20      Dans ces conditions, le Conseil d’État a décidé de surseoir à statuer et de poser à la Cour la question préjudicielle suivante:

«Les obligations résultant du [paragraphe] 2 de l’article 7 et de l’article 33 du règlement [REACH] s’appliquent‑elles, lorsqu’un ‘article’ au sens de ce règlement est composé de plusieurs éléments répondant eux‑mêmes à la définition de l’‘article’ qu’il donne, seulement à l’égard de l’article assemblé ou à l’égard de chacun des éléments qui répondent à la définition de l’‘article’?»

 Observations liminaires

 Sur l’objet de la présente procédure

21      FCD et FMB soulignent que le litige au principal a pour origine l’interprétation dissidente du règlement REACH adoptée par la République française dans son avis du 8 juin 2011. Après la publication de cet avis, la Commission a examiné l’existence d’un éventuel manquement de la part de cet État membre.

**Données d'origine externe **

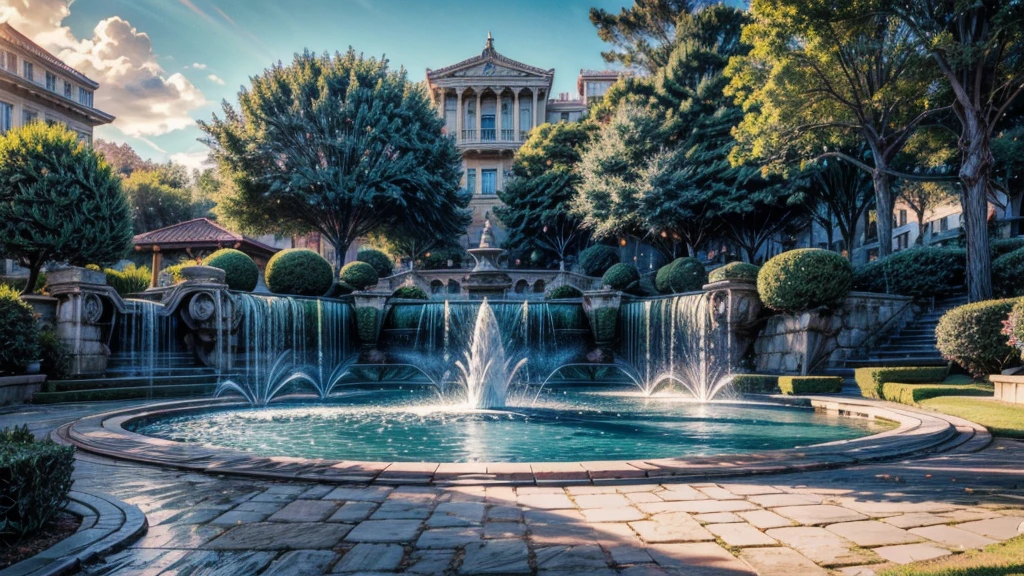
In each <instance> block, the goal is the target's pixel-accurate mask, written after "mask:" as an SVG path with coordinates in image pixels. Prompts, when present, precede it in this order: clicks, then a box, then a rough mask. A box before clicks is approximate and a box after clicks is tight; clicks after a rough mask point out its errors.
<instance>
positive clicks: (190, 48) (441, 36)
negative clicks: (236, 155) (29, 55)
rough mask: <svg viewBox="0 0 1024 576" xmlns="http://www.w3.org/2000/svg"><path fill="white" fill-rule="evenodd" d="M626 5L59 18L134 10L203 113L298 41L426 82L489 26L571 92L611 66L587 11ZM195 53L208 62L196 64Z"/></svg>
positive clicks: (154, 8)
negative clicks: (375, 60) (583, 75)
mask: <svg viewBox="0 0 1024 576" xmlns="http://www.w3.org/2000/svg"><path fill="white" fill-rule="evenodd" d="M0 1H3V0H0ZM40 1H45V0H40ZM56 1H58V2H59V1H61V0H56ZM62 1H67V0H62ZM628 4H632V2H630V1H626V0H547V1H545V0H512V1H506V2H487V1H486V0H473V1H470V0H450V1H438V0H434V1H415V0H307V1H293V2H284V1H270V0H77V1H75V2H74V3H73V4H70V13H69V14H68V15H67V16H66V17H63V18H62V20H61V22H60V25H61V26H62V27H67V28H68V29H70V32H71V33H72V34H73V35H74V37H75V38H78V39H86V38H90V37H93V35H94V29H95V28H96V27H97V23H100V22H104V20H109V19H110V18H114V17H115V16H117V17H119V18H121V19H123V20H127V23H129V24H130V26H131V28H134V29H135V31H134V32H136V33H137V34H145V35H146V36H148V39H150V41H151V42H152V53H153V59H154V61H156V63H158V64H159V66H160V67H161V68H162V69H163V70H162V72H161V74H160V77H161V78H163V79H166V78H167V77H169V76H171V75H174V74H181V75H182V76H183V77H184V78H185V79H187V81H188V82H190V83H191V85H193V86H194V87H195V88H196V90H197V91H199V92H202V97H203V98H204V99H205V100H206V104H203V105H202V106H200V107H198V108H188V107H186V108H185V110H186V112H185V113H186V114H187V115H188V116H190V117H191V118H193V119H196V118H203V119H205V118H209V117H210V115H211V114H212V113H213V112H216V111H218V110H219V108H220V101H221V100H222V99H225V98H226V99H227V100H228V101H232V102H233V101H234V99H236V94H237V93H238V90H239V87H240V86H241V85H243V84H247V83H248V78H249V77H250V76H251V75H254V74H258V73H259V72H260V71H262V70H263V69H264V68H266V67H267V66H269V65H270V64H271V63H273V61H276V60H279V59H282V60H286V61H287V60H289V59H291V57H292V54H294V53H295V52H296V51H299V50H302V49H303V48H310V49H312V50H316V51H323V50H330V51H335V50H344V49H345V48H347V47H348V46H349V45H351V46H353V47H355V48H356V49H357V50H359V51H362V52H365V53H367V54H370V55H381V54H385V55H387V57H388V58H389V60H390V61H391V63H392V65H393V66H395V67H397V66H403V67H404V68H406V69H407V70H408V71H409V73H410V78H411V79H413V80H417V81H419V80H422V79H423V77H424V73H425V70H426V69H427V68H434V69H436V68H440V67H443V66H447V65H450V64H454V63H456V61H459V60H461V59H464V58H467V57H470V56H472V55H474V54H476V53H478V52H479V51H480V50H481V49H482V47H483V43H484V39H485V38H486V34H487V31H490V32H492V33H493V34H494V36H495V47H496V48H497V49H498V50H499V51H500V52H502V53H503V54H505V55H507V56H509V57H512V58H515V59H518V60H521V61H524V63H526V64H529V65H532V66H538V67H541V68H546V69H547V68H554V69H555V86H554V92H555V93H558V92H566V91H571V92H574V91H575V76H577V74H578V72H579V70H580V69H581V68H605V65H604V63H603V61H602V59H601V56H600V52H601V50H602V49H606V45H605V44H604V43H603V42H601V41H600V40H599V39H598V38H597V34H596V32H595V30H594V27H593V26H592V25H591V24H590V20H589V19H588V10H589V9H590V7H591V6H599V7H603V8H605V9H610V10H615V11H617V10H618V9H620V8H622V7H623V6H625V5H628ZM97 37H98V36H97ZM196 64H198V65H200V66H201V67H204V68H194V65H196ZM211 76H213V77H215V78H211ZM97 80H100V81H102V79H100V78H97ZM151 80H152V81H153V82H157V81H158V80H156V79H151ZM220 82H223V84H220ZM101 90H102V88H101ZM125 93H126V94H130V93H131V91H130V90H129V91H127V92H125ZM119 94H121V92H119ZM97 96H98V94H97ZM123 97H128V96H123ZM97 106H99V105H98V102H97ZM119 106H121V98H119V99H117V100H114V101H109V102H106V105H105V108H106V109H108V112H111V113H113V114H115V115H118V114H119V110H118V108H119ZM124 114H125V115H127V114H129V113H128V112H127V111H124ZM125 117H126V118H127V116H125ZM158 131H159V130H158ZM96 135H97V137H103V138H108V139H114V140H119V141H128V142H129V143H131V145H132V146H133V147H134V148H135V149H136V150H137V151H138V152H139V154H140V155H141V156H143V157H153V158H156V159H158V160H166V159H168V158H172V157H174V158H177V159H180V160H190V161H191V162H196V161H197V160H198V158H199V157H200V156H202V155H203V153H204V151H205V147H204V146H203V145H202V143H200V142H198V141H197V139H196V138H197V137H199V136H200V131H199V129H198V128H196V127H187V128H183V129H176V130H172V131H165V133H156V131H151V133H146V134H135V135H129V134H126V133H125V132H124V131H123V130H119V129H118V128H117V127H104V128H100V129H99V130H97V134H96Z"/></svg>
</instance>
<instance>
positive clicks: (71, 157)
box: [0, 122, 132, 292]
mask: <svg viewBox="0 0 1024 576" xmlns="http://www.w3.org/2000/svg"><path fill="white" fill-rule="evenodd" d="M131 242H132V220H131V210H130V208H129V207H128V201H127V199H126V198H125V195H124V192H122V190H121V178H120V177H119V176H118V175H117V174H115V173H114V171H113V170H111V167H110V166H109V165H108V164H106V163H105V162H104V161H103V160H102V158H101V157H100V156H99V155H98V154H96V152H95V151H93V150H92V149H90V148H89V147H87V146H85V145H83V143H82V142H80V141H79V140H78V136H77V135H76V134H75V132H73V131H71V130H69V129H68V128H66V127H63V126H60V125H53V126H49V125H47V124H44V123H42V122H33V123H30V124H28V125H26V126H24V127H22V128H15V129H13V130H9V131H7V132H6V133H5V134H3V135H0V243H2V244H3V250H4V251H5V252H6V253H7V254H8V255H10V256H13V257H16V258H18V259H19V260H20V261H22V262H23V263H24V264H25V265H26V268H28V269H29V281H28V283H27V284H26V292H31V291H32V287H34V286H35V285H36V279H37V278H38V276H39V270H40V269H41V268H42V266H43V264H44V263H46V262H48V261H62V262H68V263H71V264H75V265H85V264H88V263H93V262H94V263H104V262H114V261H117V260H119V259H121V258H122V257H123V256H124V255H125V254H127V253H128V251H129V250H130V249H131Z"/></svg>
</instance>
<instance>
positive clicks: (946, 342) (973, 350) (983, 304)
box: [935, 298, 1019, 377]
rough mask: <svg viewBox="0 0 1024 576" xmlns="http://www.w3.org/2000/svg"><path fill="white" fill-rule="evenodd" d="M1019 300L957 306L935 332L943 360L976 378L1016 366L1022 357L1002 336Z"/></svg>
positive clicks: (981, 302) (990, 302) (939, 348)
mask: <svg viewBox="0 0 1024 576" xmlns="http://www.w3.org/2000/svg"><path fill="white" fill-rule="evenodd" d="M1017 301H1018V300H1017V299H1016V298H1005V299H1001V300H985V301H982V302H974V303H970V304H965V305H963V306H956V307H954V308H952V310H951V311H949V312H947V313H946V314H945V315H943V316H942V318H941V319H940V320H939V325H938V326H937V327H936V328H935V336H936V338H937V341H936V347H938V348H939V352H941V353H942V358H945V359H946V360H950V361H952V362H955V363H956V364H958V365H961V366H962V367H964V369H966V370H967V371H968V372H970V373H971V374H972V375H974V376H975V377H981V376H985V375H988V374H992V373H995V372H998V371H999V370H1001V369H1002V368H1004V367H1006V366H1008V365H1011V364H1016V363H1017V362H1018V360H1019V354H1018V352H1017V349H1016V348H1014V347H1013V346H1011V345H1010V344H1009V343H1008V342H1007V339H1006V337H1005V336H1004V334H1002V322H1004V321H1005V320H1007V319H1008V317H1009V316H1010V313H1011V311H1012V310H1013V307H1014V304H1016V303H1017Z"/></svg>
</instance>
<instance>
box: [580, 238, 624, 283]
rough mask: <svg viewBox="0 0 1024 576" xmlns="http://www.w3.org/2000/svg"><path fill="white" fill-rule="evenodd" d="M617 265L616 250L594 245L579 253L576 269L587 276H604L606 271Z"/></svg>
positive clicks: (603, 244)
mask: <svg viewBox="0 0 1024 576" xmlns="http://www.w3.org/2000/svg"><path fill="white" fill-rule="evenodd" d="M616 263H618V250H616V249H614V248H612V247H611V246H605V245H604V244H595V245H593V246H591V247H589V248H587V249H586V250H584V251H583V252H580V261H579V263H578V264H577V268H578V269H579V270H580V273H581V274H585V275H587V276H604V273H606V272H608V269H610V268H611V266H613V265H614V264H616Z"/></svg>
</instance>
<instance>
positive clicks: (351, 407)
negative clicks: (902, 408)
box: [128, 388, 891, 462]
mask: <svg viewBox="0 0 1024 576" xmlns="http://www.w3.org/2000/svg"><path fill="white" fill-rule="evenodd" d="M603 390H604V392H597V390H579V389H574V390H552V392H549V393H548V394H546V395H544V396H543V397H542V398H541V399H539V400H538V402H537V403H536V404H534V405H532V406H530V407H529V408H519V407H510V408H508V409H506V410H503V411H462V410H459V409H457V408H453V407H451V406H445V405H436V404H432V403H431V398H432V397H431V396H429V395H428V394H426V393H424V392H422V390H393V389H392V390H389V392H386V393H385V392H377V393H374V394H372V395H354V396H351V397H347V398H342V399H339V400H338V401H335V402H332V403H330V404H275V405H273V406H271V407H269V408H252V409H214V410H211V411H202V412H184V413H177V414H172V415H163V416H156V417H152V418H144V419H138V420H133V421H132V422H131V423H130V424H129V425H128V427H129V428H130V429H132V430H133V431H136V433H138V434H141V435H145V436H151V437H156V438H160V439H164V440H172V441H178V442H183V443H190V444H194V445H200V446H207V447H217V448H228V449H232V450H238V451H242V452H246V453H250V454H252V455H258V456H291V457H301V458H324V459H330V460H360V461H397V462H422V461H434V462H438V461H443V462H567V461H580V460H631V459H649V458H663V457H680V456H682V457H689V456H708V455H718V454H734V453H751V452H761V451H766V450H776V449H784V448H794V447H798V446H808V445H812V444H821V443H825V442H833V441H839V440H849V439H854V438H859V437H863V436H867V435H871V434H877V433H879V431H882V430H884V429H888V427H891V426H890V425H888V424H886V423H885V422H880V421H877V420H867V419H860V418H849V417H842V416H838V415H836V414H827V413H823V412H817V411H814V410H812V409H801V408H793V407H780V406H773V405H765V404H740V403H712V404H696V403H692V402H687V401H683V400H682V399H680V398H679V397H654V398H643V397H640V396H637V395H632V394H629V393H624V394H608V393H607V388H603Z"/></svg>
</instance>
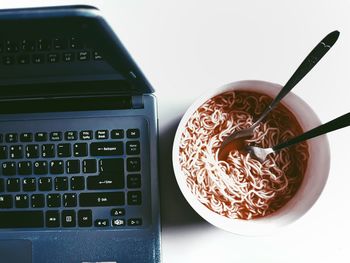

Au terme de son analyse, la Commission a adressé à la République française une lettre de mise en demeure le 21 juin 2012 dans le cadre de la procédure 2012/2109.

22      Au mois de juillet 2013, les gouvernements français, belge, danois, allemand, suédois et norvégien ont publié un guide destiné aux fournisseurs d’articles. Il ressort de ce guide qu’une même information quant à la présence de substances inscrites sur la liste des substances candidates à autorisation doit être fournie, que l’article soit vendu séparément ou comme une partie d’un article assemblé à partir de plusieurs articles. Le guide précise (note 3, p. 6) que les États coauteurs, ainsi que la République d’Autriche, n’acceptent pas l’interprétation dudit règlement donnée par l’ECHA dans son guide.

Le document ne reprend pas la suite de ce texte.